“By Jove, I hardly knew you when I saw you first!” responded Larry, his sails filling on a fresh tack with characteristic speed. “It’s not as light as it used to be. I’m not sure that I like it up.”
He looked at her critically. Her hair, thick and waving lay darkly on her forehead, and was stacked in masses upon her small head on a system known only to herself.
“That’s a pity,” said Christian, coolly, “and I hate it, too. But unluckily, whether you and I hate it or not, it’s got to stay up now—that’s to say, when it will. I am supposed to be ‘out.’ I’m nearly eighteen, you know. I never thought I’d live to such an age.”
“Oh, wait till you’re ‘of age,’ like me!” said Larry, impressively. “Then you’ll know the horrors of longevity. I’ve got to take over the show—the tenants and all the rest of it—from your father, and Aunt Freddy, next week! An awful job it’s going to be! Cousin Dick says that these revisions of rent have played the deuce all round. I shall make old Barty Mangan my agent. He’s a solicitor now all right. He can run the show. I like old Barty, don’t you?”
“I hardly ever see him,” said Christian, cautiously. “He has rather nice looks—more like a poet than a solicitor.”
“You see, I want to go abroad, and do some music, and paint,” said Larry, pressing on with his own subject. “Take painting on seriously, you know—”
“I know,” said Christian, thoughtfully, “I don’t envy Barty Mangan! I know Papa’s having botheration with our people—”
“All the more reason for me to earn my living by painting!” responded Larry cheerfully.
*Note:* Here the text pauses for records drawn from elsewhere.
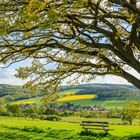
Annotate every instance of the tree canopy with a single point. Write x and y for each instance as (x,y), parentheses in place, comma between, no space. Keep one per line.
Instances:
(84,38)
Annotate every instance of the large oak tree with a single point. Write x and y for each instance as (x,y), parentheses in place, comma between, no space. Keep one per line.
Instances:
(84,38)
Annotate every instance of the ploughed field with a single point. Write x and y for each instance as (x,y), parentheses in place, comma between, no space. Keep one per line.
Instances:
(69,128)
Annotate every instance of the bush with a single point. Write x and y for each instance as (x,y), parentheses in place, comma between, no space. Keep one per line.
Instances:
(50,117)
(33,129)
(51,111)
(91,133)
(34,116)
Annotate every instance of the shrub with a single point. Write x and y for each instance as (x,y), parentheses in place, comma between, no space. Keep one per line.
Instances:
(50,117)
(33,129)
(91,133)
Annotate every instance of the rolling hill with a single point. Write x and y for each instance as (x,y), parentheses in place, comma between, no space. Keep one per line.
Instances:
(103,92)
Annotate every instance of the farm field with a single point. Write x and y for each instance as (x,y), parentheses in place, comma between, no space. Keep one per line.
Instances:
(84,100)
(77,97)
(21,129)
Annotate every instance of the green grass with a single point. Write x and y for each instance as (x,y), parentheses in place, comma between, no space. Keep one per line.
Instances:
(14,128)
(85,102)
(105,103)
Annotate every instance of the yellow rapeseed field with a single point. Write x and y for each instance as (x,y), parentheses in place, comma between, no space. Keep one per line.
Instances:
(24,102)
(77,97)
(69,92)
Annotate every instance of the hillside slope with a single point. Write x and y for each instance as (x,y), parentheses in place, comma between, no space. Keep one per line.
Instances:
(102,91)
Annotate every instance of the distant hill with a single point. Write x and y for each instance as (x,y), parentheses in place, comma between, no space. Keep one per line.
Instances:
(102,91)
(107,91)
(12,92)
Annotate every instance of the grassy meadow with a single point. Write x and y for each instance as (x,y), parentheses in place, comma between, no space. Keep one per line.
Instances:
(66,129)
(83,100)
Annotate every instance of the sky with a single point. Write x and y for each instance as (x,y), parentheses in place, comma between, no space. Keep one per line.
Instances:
(7,76)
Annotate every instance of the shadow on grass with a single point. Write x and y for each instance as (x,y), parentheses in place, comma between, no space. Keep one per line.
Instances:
(36,133)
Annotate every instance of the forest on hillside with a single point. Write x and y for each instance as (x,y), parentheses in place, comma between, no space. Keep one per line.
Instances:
(103,91)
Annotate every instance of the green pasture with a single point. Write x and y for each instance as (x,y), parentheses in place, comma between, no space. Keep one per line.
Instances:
(13,128)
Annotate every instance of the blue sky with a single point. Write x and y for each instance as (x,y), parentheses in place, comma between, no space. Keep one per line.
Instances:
(7,76)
They were sitting at the edge of a patch of plantation. It was the middle of May, and the young larches behind them were clad in a cloud of pale emerald; the clumps of hawthorn, that were dotted about the park, between the kennels and the river, were sending forth the fragrance of their whiteness; the new green had come into the grass, though it was almost smothered in the snow of daisies; primroses and wild hyacinths had strayed from the little wood, and straggling down the hillside, had joined hands and agreed, the first, to linger, the latter, to hasten into blow, and so to share the month between them. Just below, on the turn of the hill, was a big thicket of furze bushes, more golden than gold, sweeter also than honey and the honeycomb. From Larry’s woods across the Ownashee, the cuckoo’s voice came, as melodiously monotonous and as full of associations as the bell of a village church. Silvery clouds were sailing very high in a sky of thinnest, sweetest blue; little jets of sparkling sound, rising and falling in it, bespoke the invisible, rapturous larks, tireless as a playing fountain; and the sun blazed down on the boy and the girl and the two little dogs seated there in the full of it.
Larry rolled over and over on the grass like a young colt.
“Oh, murder-in-Irish!” he groaned, in sheer ecstasy, “isn’t it gorgeous! I always forget how entirely stunning Ireland is, till I come back to it!”